The aim of this project was to automatically classify BBC News articles into 5 categories (business, entertainment, politics, sport, tech) according to their content.
Skills: machine learning, training/validation loss visualization, word embedding, text classification
Libraries: pandas, numpy, matplotlib, pytorch, sklearn, plotly
For the entire code, please see my repository.
After downloading the dataset BBC News Archive from Kaggle [1], I loaded it as a pandas dataframe. Afterwards, I would explore the datasets a bit to gain a sense of its size. This dataset consists of 2225 texts.
We can see in the first plot that most categories have approximately the same amount of words, except for business (~15%).
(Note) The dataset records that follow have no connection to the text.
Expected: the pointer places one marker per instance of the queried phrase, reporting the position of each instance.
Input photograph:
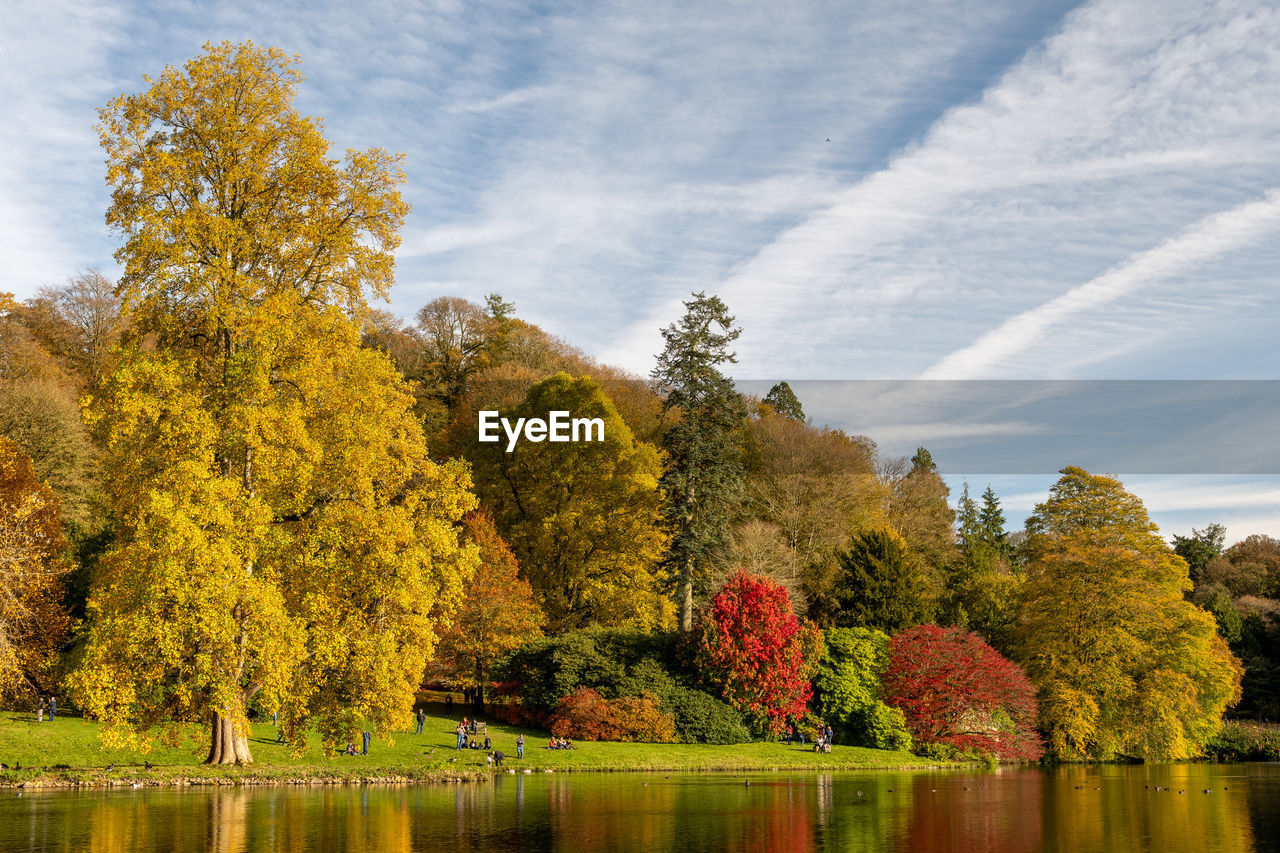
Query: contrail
(1202, 241)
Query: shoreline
(269, 776)
(289, 776)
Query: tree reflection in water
(1109, 808)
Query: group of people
(826, 737)
(462, 730)
(49, 706)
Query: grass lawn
(68, 751)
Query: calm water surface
(1015, 810)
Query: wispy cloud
(1206, 240)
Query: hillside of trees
(233, 487)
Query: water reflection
(1008, 811)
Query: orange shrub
(585, 715)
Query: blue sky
(1010, 190)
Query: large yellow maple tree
(283, 537)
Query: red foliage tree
(955, 689)
(754, 648)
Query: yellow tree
(32, 562)
(497, 611)
(1123, 662)
(283, 537)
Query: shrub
(586, 715)
(885, 728)
(846, 687)
(552, 667)
(956, 690)
(755, 652)
(615, 665)
(1246, 742)
(704, 719)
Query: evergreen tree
(967, 516)
(991, 521)
(703, 482)
(880, 585)
(1200, 548)
(784, 401)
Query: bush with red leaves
(754, 649)
(956, 690)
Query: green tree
(919, 511)
(1123, 662)
(846, 687)
(982, 587)
(703, 482)
(283, 536)
(1200, 548)
(497, 612)
(968, 528)
(32, 564)
(784, 401)
(880, 585)
(581, 516)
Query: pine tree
(704, 475)
(784, 401)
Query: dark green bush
(704, 719)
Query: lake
(1008, 810)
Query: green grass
(67, 751)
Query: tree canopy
(752, 646)
(583, 518)
(1123, 662)
(283, 536)
(703, 480)
(32, 562)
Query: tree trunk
(228, 743)
(686, 596)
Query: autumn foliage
(958, 690)
(496, 612)
(32, 621)
(754, 648)
(586, 715)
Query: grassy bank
(1244, 740)
(68, 752)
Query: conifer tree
(703, 482)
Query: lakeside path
(67, 752)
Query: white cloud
(1206, 240)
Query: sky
(936, 190)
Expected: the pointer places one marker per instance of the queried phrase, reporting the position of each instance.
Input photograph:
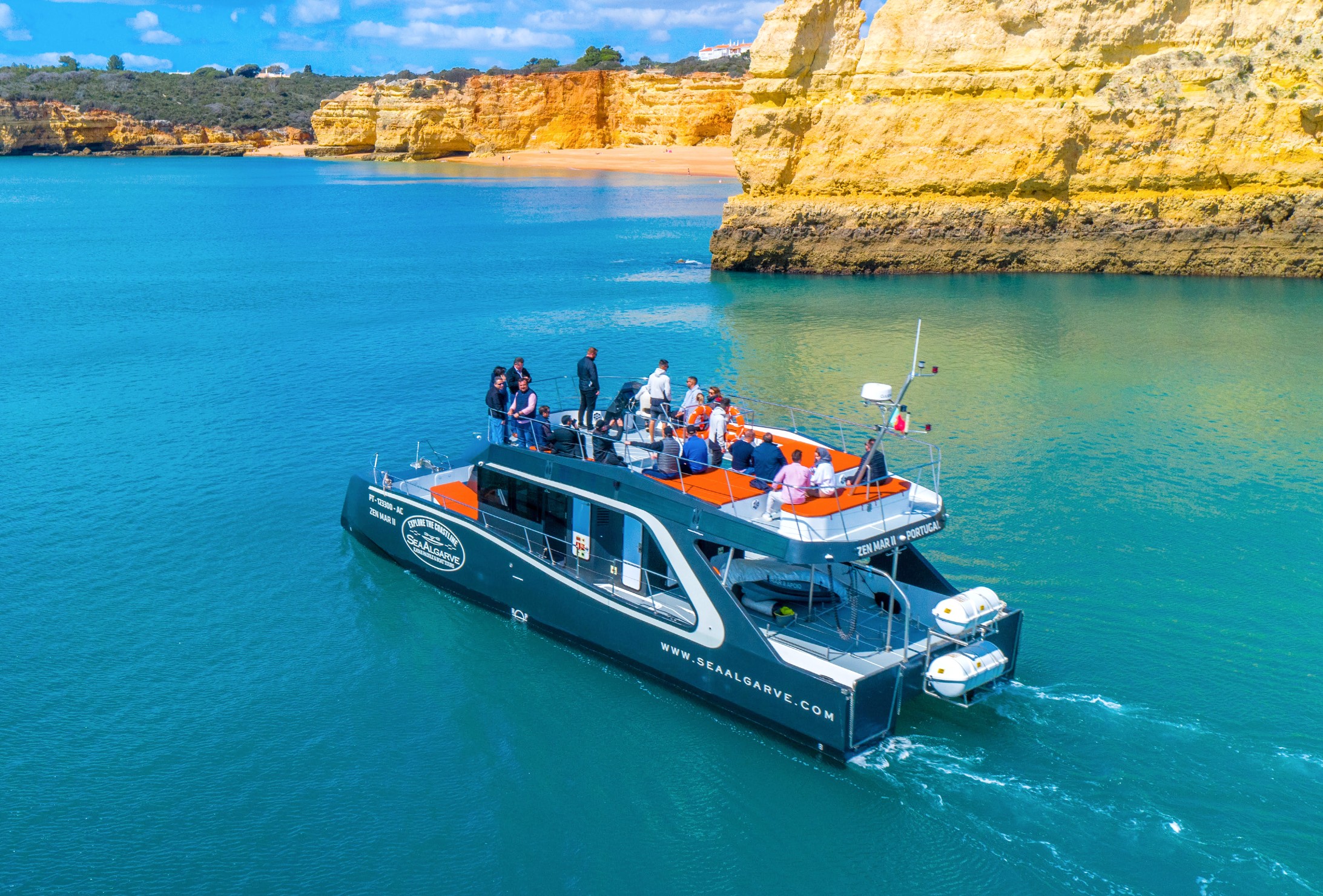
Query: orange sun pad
(848, 498)
(714, 486)
(457, 496)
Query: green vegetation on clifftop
(213, 100)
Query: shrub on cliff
(604, 59)
(206, 97)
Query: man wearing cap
(694, 454)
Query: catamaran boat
(819, 624)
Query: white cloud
(145, 20)
(10, 25)
(146, 24)
(146, 62)
(291, 41)
(89, 60)
(434, 11)
(434, 36)
(311, 12)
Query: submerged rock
(1059, 136)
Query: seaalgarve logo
(433, 543)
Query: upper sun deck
(873, 514)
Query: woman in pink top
(790, 485)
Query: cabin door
(632, 555)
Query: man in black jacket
(876, 469)
(498, 400)
(589, 387)
(741, 453)
(566, 441)
(768, 463)
(604, 446)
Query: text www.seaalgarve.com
(749, 682)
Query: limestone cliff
(425, 119)
(54, 127)
(1164, 137)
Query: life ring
(734, 424)
(699, 417)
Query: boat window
(518, 496)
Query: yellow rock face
(424, 118)
(974, 134)
(56, 127)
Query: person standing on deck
(876, 470)
(667, 463)
(497, 404)
(825, 475)
(694, 454)
(692, 399)
(768, 463)
(523, 408)
(659, 396)
(543, 428)
(741, 453)
(790, 485)
(589, 387)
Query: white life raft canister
(958, 673)
(961, 614)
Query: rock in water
(425, 118)
(1178, 137)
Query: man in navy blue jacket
(694, 454)
(768, 463)
(741, 453)
(589, 387)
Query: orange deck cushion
(848, 498)
(714, 486)
(457, 496)
(840, 461)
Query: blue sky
(364, 36)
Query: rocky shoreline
(584, 110)
(969, 137)
(30, 127)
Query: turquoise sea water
(208, 687)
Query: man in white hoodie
(659, 397)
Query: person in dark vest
(741, 452)
(498, 400)
(523, 409)
(876, 470)
(667, 464)
(566, 440)
(518, 371)
(543, 428)
(768, 463)
(604, 446)
(589, 387)
(694, 453)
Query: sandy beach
(283, 150)
(695, 160)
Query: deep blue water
(208, 687)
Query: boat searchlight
(880, 395)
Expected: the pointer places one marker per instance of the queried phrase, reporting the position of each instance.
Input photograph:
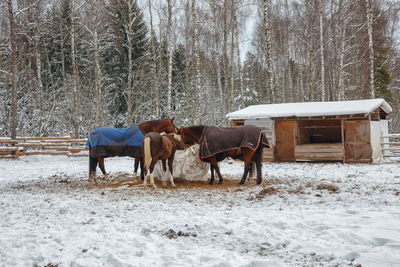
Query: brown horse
(205, 135)
(157, 147)
(118, 148)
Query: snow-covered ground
(301, 215)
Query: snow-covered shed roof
(309, 109)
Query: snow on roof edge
(310, 109)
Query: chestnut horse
(157, 147)
(95, 158)
(246, 154)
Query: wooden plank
(7, 141)
(9, 156)
(25, 153)
(285, 140)
(268, 154)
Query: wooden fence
(24, 146)
(390, 145)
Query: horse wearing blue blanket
(106, 142)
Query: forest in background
(73, 65)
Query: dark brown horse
(157, 147)
(97, 155)
(208, 136)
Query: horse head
(191, 134)
(170, 126)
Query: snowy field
(301, 215)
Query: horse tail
(147, 152)
(92, 165)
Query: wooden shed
(347, 131)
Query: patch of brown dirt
(330, 187)
(267, 191)
(179, 182)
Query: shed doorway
(358, 143)
(285, 136)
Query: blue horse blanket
(109, 142)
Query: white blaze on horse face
(164, 178)
(178, 137)
(94, 177)
(171, 178)
(145, 180)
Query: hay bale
(187, 165)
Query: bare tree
(343, 25)
(128, 27)
(197, 61)
(75, 116)
(14, 89)
(169, 57)
(154, 69)
(321, 45)
(268, 52)
(370, 19)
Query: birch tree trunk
(232, 53)
(14, 89)
(225, 52)
(217, 58)
(342, 18)
(268, 53)
(239, 61)
(288, 64)
(98, 78)
(154, 70)
(129, 38)
(321, 45)
(169, 57)
(75, 119)
(40, 88)
(371, 47)
(333, 52)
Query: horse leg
(136, 167)
(153, 163)
(103, 170)
(141, 161)
(212, 174)
(247, 154)
(171, 170)
(214, 162)
(164, 170)
(259, 164)
(92, 169)
(251, 170)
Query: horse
(123, 145)
(241, 142)
(157, 147)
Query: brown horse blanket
(218, 139)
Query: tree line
(73, 65)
However, in terms of number of texts, tech counts the lowest number of texts (n=224), as shown in the second plot. In the third plot we can see the average length of texts (measured in number of words/tokens) per category. This shows us that the longest texts are in politics and tech, and shorter texts are in business, sport and entertainment.
Next, I split it into training, validation, and test sets:
from sklearn.model_selection import train_test_split
X_train, X_test, y_train, y_test = train_test_split(data["content"], data["category"], test_size=0.2, random_state=1)
X_train, X_val, y_train, y_val = train_test_split(X_train, y_train, test_size=0.25, random_state=1)
Once this was done, I would encode the labels and vectorize the the text:
le =LabelEncoder()
le.fit(y_train)
print(le.classes_)
train_y=le.transform(y_train)
val_y=le.transform(y_val)
test_y=le.transform(y_test)
vectorizer = CountVectorizer()
vectorizer.fit_transform(X_train)
train_x=vectorizer.transform(X_train)
val_x=vectorizer.transform(X_val)
test_x=vectorizer.transform(X_test)
Finally, I just convert all my data sets into tensors for the model:
train_x_tensor=torch.tensor(train_x.toarray()).float()
train_y_tensor=torch.tensor(train_y)
val_x_tensor=torch.tensor(val_x.toarray()).float()
val_y_tensor=torch.tensor(val_y)
test_x_tensor=torch.tensor(test_x.toarray()).float()
test_y_tensor=torch.tensor(test_y)
class ClassificationNet(nn.Module):
def __init__(self):
super(ClassificationNet, self).__init__()
self.layers = nn.Sequential(
nn.Linear(23699, 512), #feature number, first layer size
nn.Hardtanh(),
nn.Linear(512,5) # we have 5 categories!
)
def forward(self, x): #forward pass
sm = nn.Softmax(dim=1) #activation function
x = sm(self.layers(x))
return x
net = ClassificationNet()
lrt=0.01 # learning rate
optimizer = optim.Adam(net.parameters(), lr=lrt) # optimizer
criterion = nn.CrossEntropyLoss() # loss/criterion
epochs = 50 # epochs / number of training iterations
train_err=[]
val_err =[]
for i in range(epochs):
optimizer.zero_grad() # zero the gradients
output = net(train_x_tensor) # calculate output
loss = criterion(output, train_y_tensor) # calculate loss
loss.backward() # use loss to compute gradients
optimizer.step() # apply optimizer to update weights
with torch.no_grad():
output_val= net(val_x_tensor) # compute output
loss_val = criterion(output_val, val_y_tensor) # compute loss
predict_y= [np.argmax(i.detach().numpy()) for i in output_val] # compute prediction
The following image shows how well our model performs, i.e. whether it struggles with over-/under-fitting or neither:
It turns out, it works pretty well! There is no great difference between validation and training loss and there is a clear, steep learning curve.
with torch.no_grad():
# compute the output
output_test= net(test_x_tensor)
# compute the prediction
predict_test_y= [np.argmax(i.detach().numpy()) for i in output_test]
# eval function for accuracy, f1
accuracy,f1=evaluation_metrics(predict_test_y,test_y_tensor)
print('Accuracy: %.3f f1: %.3f'% (accuracy,f1))
My model achieved an accuracy of approx. 97% and an f1 score of approx. 0.97 as well! The confusion matrix shows that most labels are correctly predicted (i.e. true positives and true negatives). As a result, it can automatically (and quite accurately) classify a text of the BBC Archive as belonging into one of the five categories business, entertainment, politics, sport, tech.
References:
[1] Dataset: https://www.kaggle.com/datasets/hgultekin/bbcnewsarchive (last accessed Sept. 12, 2024).
Please note that parts of this project were re-used and slightly adapted from previous assignments completed for university.